We forget how good our lives are; how Hashem has showered our generation with such tremendous prosperity. We don't always realize that the things which cause us so much stress and anxiety are indicative not of Hashem's absence, but His continued presence in our lives.

These disparate interpretations of reality are at the root of the Churban. Do we look at our lives and say Eicha! How amazing! Or Eicha, how awful!

Rav Yaakov Kamenetsky once ran into a talmid and inquired about how he was doing. The young man gave a krechtz, explaining that his child had kept him up several nights in a row. He then shrugged his shoulders and sighed, “I guess it's all part of Tzaar gidul banim – the pain of raising children”. The great gadol turned to his talmid and said, “That is not tzaar gidul banim, the pain of child rearing, it is simply gidul banim, child rearing.”

Imagine a World

Today, we yearn for a world of Mikdash. A world without anti-semitism. A world where the Jewish people are held in high esteem. A world, like Chazal describe, without hatred or bigotry, without infertility or miscarriages. A world where the rains, and stock-markets, come at just the right time, where everyone has a parnasa – and more! – and people are fulfilled in their work, and in their marriages.

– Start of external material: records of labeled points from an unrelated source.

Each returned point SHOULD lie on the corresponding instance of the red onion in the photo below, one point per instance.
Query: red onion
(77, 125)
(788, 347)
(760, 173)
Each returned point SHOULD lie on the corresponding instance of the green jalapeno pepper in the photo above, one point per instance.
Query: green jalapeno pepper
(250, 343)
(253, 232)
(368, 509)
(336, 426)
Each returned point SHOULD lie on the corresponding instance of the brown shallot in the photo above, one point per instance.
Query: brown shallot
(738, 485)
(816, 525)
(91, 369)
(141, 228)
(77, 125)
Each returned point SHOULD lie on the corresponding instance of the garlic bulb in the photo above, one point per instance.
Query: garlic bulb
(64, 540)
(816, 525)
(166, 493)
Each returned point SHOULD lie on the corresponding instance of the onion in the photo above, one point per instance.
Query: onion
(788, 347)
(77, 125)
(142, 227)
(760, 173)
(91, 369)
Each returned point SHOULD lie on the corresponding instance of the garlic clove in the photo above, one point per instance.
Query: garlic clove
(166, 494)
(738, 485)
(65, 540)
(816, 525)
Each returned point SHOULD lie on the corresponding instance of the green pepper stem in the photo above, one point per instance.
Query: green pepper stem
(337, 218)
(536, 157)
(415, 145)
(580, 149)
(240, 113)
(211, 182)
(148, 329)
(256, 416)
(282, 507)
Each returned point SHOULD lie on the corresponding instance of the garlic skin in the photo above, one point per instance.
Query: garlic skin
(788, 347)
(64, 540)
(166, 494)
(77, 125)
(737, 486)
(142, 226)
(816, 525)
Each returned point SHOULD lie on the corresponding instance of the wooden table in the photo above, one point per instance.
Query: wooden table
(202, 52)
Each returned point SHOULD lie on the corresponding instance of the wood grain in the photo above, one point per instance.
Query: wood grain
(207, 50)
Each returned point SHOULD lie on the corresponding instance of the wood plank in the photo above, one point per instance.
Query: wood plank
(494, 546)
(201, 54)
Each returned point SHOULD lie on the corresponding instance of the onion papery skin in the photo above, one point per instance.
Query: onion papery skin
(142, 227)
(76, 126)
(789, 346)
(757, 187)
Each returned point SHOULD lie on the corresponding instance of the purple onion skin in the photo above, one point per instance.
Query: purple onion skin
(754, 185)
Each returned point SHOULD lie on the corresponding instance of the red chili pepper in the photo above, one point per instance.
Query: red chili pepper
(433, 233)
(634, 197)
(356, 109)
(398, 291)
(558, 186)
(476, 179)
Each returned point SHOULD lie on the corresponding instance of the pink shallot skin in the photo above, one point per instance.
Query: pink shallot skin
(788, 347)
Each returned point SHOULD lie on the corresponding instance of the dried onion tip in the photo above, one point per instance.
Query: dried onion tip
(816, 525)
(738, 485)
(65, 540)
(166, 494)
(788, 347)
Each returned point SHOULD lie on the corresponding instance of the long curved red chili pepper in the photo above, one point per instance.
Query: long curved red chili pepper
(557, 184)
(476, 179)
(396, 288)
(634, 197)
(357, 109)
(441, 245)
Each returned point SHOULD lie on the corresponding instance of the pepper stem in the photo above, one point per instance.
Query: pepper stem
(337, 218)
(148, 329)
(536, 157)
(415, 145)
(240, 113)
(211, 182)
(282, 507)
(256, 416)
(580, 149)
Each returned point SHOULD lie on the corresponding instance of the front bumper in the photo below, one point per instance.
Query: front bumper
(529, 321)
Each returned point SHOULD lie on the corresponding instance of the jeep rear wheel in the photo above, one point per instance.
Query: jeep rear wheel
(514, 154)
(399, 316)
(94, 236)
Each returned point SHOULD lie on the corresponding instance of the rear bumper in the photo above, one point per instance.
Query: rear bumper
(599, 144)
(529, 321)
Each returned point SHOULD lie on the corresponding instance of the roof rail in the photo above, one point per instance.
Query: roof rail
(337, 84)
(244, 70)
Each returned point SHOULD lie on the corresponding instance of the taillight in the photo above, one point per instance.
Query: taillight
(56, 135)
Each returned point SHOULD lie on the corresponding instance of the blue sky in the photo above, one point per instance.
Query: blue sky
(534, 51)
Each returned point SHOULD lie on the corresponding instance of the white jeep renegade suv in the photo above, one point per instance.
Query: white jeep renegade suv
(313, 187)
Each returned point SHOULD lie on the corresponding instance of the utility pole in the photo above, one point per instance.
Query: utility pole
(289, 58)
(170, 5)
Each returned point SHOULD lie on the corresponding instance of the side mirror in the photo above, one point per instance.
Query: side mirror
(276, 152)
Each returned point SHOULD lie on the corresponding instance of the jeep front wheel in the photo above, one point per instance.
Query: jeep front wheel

This world existed once upon a time in Yerushalayim – the עיר שלם – the city of feeling complete and whole. But without appreciating it, without gratitude, Hashem took it away.

Our challenge then is still our challenge today. Chazal tell us that any generation in which the Beis HaMikdash is not rebuilt, it is as if we have destroyed it. Like in generations of old, the choice of how to interpret the “Eicha” of our lives is in our hands. Do we look at our world and say “It's amazing!” or do we kvetch and complain?

I've often noted to new parents that Hashem gives everyone sleepless night, and all we can ask for is that they are sleepless for good things. In those bleary eyed moments, nose to the grind, we shouldn't be so blind as to ignore that this is the sleeplessness with which Hashem has blessed me.

If we truly wish to see Yerushalayim restored, perhaps we should work on the emotions that will keep it that way. Hashem should help us to view our brachos as brachos, with humility, generosity and gratitude.